De même, la promesse culottée de Starfield d’avoir 1000 planètes est simplement… ok. Ouais, je vois ces montagnes, je sais que je peux les explorer. Le passif de Larian et Bethesda, cependant, me donne de l’espoir quant à Baldur’s Gate 3 et Starfield et leurs durées de vie. Cela me fait réfléchir à la façon qu’ont des créateurs de RPG de talent comme CD Projekt de vendre leur jeu sur des aspects qui mettent très peu l’emphase sur la véritable sensibilité et maturité de leur jeu : pour preuve, les développeurs ont même ri de cela lorsque Lambert se moque de Geralt et de sa fameuse réplique « killing monsters » dans The Witcher 3.
Larian a déjà plus que prouvé qu’il peut faire de très bons RPG au contenu riche avec Divinity : Original Sin 2 et la longue phase d’accès anticipé du premier acte de Baldur’s Gate 3. Je vois en ce titre la promesse des classiques de BioWare et de CD Projekt : un jeu comme Baldur’s Gate 2 ou The Witcher 3 avec ses quêtes bien écrites, cette narration longue et entraînante et ses combats bien conçus sachant mettre au défi le personnage que vous vous êtes créé.

Avec Starfield, j’ai été touché par l’insistance répétée de Bethesda que le jeu aura bien plus de contenu léché et fait main que n’importe lequel de ses jeux précédents en plus d’une galaxie entière générée procéduralement. La concession de Fallout 4 dans le combat quantité contre qualité a débouché sur une quantité frustrante de quêtes répétables et générées aléatoirement qui tuaient tout enthousiasme que j’aurais pu avoir en revisitant une côte est bombardée une nouvelle fois.
Au mieux, les jeux Bethesda comme Oblivion ou Skyrim ont su créer cette combinaison de simulation d’autre vie immersive avec sa narration intéressante : j’ai toujours eu du mal à m’impliquer dans des titres comme Mount and blade ou Star Citizen que je trouve un peu trop ouverts. Les meilleurs jeux de Bethesda (et on pourrait également argumenter pour Cyberpunk 2077) introduisent suffisamment de narration, de personnages et de directions pour contextualiser et façonner ma façon de jouer mon rôle. Avec Starfield, j’espère que ce sentiment de « je pourrais être n’importe qui dans ce monde et il se mettra juste suffisamment en retrait pour que ça semble réel » comme pour Oblivion saura refaire surface.

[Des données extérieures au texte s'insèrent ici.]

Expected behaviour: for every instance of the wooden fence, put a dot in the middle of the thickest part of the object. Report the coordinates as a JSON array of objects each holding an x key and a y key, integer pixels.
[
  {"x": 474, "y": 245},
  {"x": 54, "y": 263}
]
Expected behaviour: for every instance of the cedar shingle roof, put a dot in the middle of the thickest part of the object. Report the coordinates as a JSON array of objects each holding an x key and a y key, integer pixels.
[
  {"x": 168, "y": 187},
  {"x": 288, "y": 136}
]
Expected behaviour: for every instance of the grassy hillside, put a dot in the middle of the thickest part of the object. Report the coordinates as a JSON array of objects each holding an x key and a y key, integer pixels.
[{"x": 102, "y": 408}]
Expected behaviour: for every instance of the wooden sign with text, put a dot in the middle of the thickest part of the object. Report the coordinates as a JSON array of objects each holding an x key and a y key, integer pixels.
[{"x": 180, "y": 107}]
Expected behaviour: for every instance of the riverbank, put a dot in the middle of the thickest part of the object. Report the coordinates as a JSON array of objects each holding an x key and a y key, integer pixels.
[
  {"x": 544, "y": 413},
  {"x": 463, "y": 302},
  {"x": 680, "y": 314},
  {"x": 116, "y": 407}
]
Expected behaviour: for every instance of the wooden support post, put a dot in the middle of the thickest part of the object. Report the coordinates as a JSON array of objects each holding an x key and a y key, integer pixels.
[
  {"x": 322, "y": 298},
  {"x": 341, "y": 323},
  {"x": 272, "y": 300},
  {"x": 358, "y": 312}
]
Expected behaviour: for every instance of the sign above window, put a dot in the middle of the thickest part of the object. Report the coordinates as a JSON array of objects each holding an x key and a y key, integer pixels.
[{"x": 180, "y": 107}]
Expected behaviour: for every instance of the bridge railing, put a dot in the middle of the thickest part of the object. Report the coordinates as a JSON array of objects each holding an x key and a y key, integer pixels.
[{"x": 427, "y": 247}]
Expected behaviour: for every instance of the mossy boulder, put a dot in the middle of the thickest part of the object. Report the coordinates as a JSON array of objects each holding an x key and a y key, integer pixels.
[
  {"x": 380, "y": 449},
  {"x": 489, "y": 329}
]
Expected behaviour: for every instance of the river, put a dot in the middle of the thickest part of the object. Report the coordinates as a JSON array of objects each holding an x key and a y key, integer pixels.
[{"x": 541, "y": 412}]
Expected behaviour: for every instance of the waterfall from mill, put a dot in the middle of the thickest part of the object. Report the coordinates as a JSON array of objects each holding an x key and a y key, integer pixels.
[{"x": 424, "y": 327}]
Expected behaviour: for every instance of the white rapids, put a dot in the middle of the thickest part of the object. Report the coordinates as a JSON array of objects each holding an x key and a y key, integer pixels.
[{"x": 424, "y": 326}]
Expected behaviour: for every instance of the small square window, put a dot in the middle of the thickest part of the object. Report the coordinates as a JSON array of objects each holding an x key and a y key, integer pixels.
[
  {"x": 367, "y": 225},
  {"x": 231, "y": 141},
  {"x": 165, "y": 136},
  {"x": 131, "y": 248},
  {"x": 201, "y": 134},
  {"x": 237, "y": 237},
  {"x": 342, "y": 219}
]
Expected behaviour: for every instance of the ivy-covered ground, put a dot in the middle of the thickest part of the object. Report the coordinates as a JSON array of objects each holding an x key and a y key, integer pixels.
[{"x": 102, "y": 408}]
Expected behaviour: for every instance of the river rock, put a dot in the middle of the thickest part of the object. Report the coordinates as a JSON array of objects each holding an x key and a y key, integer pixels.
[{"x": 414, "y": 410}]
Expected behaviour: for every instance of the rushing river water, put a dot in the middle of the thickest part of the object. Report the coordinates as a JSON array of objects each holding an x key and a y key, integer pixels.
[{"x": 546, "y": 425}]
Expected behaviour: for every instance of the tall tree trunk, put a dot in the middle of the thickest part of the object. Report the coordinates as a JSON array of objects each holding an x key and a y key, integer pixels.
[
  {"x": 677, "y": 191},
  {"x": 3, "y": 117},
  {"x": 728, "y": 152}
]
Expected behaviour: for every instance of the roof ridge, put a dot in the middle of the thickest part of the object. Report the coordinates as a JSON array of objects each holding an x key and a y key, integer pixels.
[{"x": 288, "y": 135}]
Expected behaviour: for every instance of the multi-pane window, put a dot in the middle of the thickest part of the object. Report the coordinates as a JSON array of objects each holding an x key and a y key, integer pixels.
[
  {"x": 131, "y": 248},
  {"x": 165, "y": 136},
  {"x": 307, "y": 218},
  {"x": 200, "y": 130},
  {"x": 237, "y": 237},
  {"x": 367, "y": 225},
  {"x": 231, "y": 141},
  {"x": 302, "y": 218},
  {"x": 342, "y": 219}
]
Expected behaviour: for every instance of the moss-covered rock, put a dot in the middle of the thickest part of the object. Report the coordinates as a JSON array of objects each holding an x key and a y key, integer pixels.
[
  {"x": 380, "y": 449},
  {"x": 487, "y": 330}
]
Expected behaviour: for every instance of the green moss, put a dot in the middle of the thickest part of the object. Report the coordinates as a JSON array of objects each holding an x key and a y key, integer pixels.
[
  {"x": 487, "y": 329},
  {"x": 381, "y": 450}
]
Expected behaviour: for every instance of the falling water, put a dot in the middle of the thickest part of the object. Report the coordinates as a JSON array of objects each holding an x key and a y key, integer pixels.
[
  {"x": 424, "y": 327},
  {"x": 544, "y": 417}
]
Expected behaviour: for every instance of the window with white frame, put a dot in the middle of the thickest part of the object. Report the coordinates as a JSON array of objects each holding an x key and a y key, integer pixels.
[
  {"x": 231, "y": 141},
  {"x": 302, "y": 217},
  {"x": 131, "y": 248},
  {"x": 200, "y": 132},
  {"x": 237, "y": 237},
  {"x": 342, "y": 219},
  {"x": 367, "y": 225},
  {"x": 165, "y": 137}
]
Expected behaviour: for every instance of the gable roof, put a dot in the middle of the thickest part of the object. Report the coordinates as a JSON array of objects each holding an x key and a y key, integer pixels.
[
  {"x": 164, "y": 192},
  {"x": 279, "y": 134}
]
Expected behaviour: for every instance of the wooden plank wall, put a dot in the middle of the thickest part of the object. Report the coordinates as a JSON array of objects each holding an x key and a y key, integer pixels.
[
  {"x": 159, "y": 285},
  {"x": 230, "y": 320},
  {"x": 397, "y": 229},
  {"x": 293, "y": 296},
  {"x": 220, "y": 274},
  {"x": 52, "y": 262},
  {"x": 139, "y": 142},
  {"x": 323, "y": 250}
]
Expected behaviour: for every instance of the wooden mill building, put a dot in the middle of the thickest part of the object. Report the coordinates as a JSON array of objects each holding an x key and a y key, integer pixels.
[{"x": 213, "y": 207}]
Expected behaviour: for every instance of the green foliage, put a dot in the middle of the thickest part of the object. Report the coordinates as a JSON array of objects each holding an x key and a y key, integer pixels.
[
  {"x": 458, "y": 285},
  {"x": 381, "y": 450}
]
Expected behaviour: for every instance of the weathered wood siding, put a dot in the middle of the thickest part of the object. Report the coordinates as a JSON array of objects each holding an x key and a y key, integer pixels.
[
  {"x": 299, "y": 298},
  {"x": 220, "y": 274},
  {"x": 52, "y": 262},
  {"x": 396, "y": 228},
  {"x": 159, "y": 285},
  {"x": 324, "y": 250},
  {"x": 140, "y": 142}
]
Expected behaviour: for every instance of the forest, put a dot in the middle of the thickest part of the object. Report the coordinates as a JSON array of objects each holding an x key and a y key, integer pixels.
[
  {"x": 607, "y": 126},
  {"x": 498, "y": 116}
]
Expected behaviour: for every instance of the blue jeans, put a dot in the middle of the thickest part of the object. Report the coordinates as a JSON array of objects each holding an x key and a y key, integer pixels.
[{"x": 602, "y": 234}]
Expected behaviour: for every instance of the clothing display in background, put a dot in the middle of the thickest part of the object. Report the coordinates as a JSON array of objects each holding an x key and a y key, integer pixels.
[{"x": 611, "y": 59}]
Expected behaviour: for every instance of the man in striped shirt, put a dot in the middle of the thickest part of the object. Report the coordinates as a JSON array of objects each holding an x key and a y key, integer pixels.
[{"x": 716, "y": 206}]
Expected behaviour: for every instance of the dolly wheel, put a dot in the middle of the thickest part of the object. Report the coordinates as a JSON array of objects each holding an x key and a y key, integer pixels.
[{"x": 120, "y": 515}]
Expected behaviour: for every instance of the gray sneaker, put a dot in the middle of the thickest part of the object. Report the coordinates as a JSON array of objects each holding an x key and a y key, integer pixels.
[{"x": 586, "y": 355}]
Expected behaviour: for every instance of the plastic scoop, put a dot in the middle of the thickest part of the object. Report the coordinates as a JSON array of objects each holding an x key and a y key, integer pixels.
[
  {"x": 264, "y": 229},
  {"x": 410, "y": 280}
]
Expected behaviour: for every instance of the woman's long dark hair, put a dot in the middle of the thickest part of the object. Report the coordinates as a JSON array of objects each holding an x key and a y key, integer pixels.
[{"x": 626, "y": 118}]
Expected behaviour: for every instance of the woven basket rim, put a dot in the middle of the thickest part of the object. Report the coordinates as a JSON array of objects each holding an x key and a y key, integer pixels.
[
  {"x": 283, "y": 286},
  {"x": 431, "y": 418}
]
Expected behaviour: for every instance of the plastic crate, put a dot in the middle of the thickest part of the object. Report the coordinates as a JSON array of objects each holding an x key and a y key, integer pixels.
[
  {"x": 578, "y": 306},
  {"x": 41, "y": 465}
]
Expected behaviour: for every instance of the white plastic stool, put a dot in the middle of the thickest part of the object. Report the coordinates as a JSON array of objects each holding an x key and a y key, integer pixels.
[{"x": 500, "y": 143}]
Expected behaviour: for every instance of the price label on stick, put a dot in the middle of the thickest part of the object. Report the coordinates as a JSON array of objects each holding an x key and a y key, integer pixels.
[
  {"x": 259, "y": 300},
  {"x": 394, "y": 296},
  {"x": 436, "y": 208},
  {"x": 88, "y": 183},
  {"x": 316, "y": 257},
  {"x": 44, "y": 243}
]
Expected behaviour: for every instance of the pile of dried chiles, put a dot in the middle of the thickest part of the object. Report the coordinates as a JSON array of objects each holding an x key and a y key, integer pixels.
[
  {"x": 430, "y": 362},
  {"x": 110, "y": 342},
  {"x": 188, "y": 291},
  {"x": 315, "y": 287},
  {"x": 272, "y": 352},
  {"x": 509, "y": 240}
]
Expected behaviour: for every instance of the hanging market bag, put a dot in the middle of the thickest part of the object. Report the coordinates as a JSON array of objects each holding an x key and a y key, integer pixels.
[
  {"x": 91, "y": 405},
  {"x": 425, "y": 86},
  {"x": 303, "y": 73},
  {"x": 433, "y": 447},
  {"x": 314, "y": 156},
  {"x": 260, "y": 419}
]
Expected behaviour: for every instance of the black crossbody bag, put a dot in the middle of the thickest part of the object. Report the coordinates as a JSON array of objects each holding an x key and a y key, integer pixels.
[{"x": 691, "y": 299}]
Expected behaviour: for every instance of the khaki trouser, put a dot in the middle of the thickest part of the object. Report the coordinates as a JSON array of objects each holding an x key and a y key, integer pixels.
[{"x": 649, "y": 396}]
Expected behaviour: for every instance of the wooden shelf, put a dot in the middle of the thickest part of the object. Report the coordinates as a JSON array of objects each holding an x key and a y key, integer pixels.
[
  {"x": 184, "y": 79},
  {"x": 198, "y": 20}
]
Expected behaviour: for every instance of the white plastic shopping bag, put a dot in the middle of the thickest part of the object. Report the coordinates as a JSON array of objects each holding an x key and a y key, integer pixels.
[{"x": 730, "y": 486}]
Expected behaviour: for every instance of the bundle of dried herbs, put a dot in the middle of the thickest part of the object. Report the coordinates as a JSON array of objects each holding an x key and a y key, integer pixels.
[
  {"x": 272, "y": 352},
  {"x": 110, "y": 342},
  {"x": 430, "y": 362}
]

Alors, pour conclure, les jeux longs, c’est mal, sauf quand ça ne l’est pas, et si vous voulez en faire un, vous devriez vous assurer d’avoir 10 ans, une quantité d’argent infinie et au moins une quête pendant laquelle vous faites quelque chose d’anodin comme dormir sur une auberge sur un bateau ou payer un verre à boire à un gars pour vous réveiller à un endroit improbable.
L’article original est toujours disponible ici.



Nous verrons en septembre si quantité rime avec qualité. Merci Vincent pour cette traduction.
Merci pour la trad. Avis intéressant. J’ai toute foi en Larian au sujet du contenu de leur jeu. Pour Bethesda, je suis attentiste.
Hello! Superbe article que voilà…
Je me le mets en raccourci pour ne rien oublier de tous ces jeux.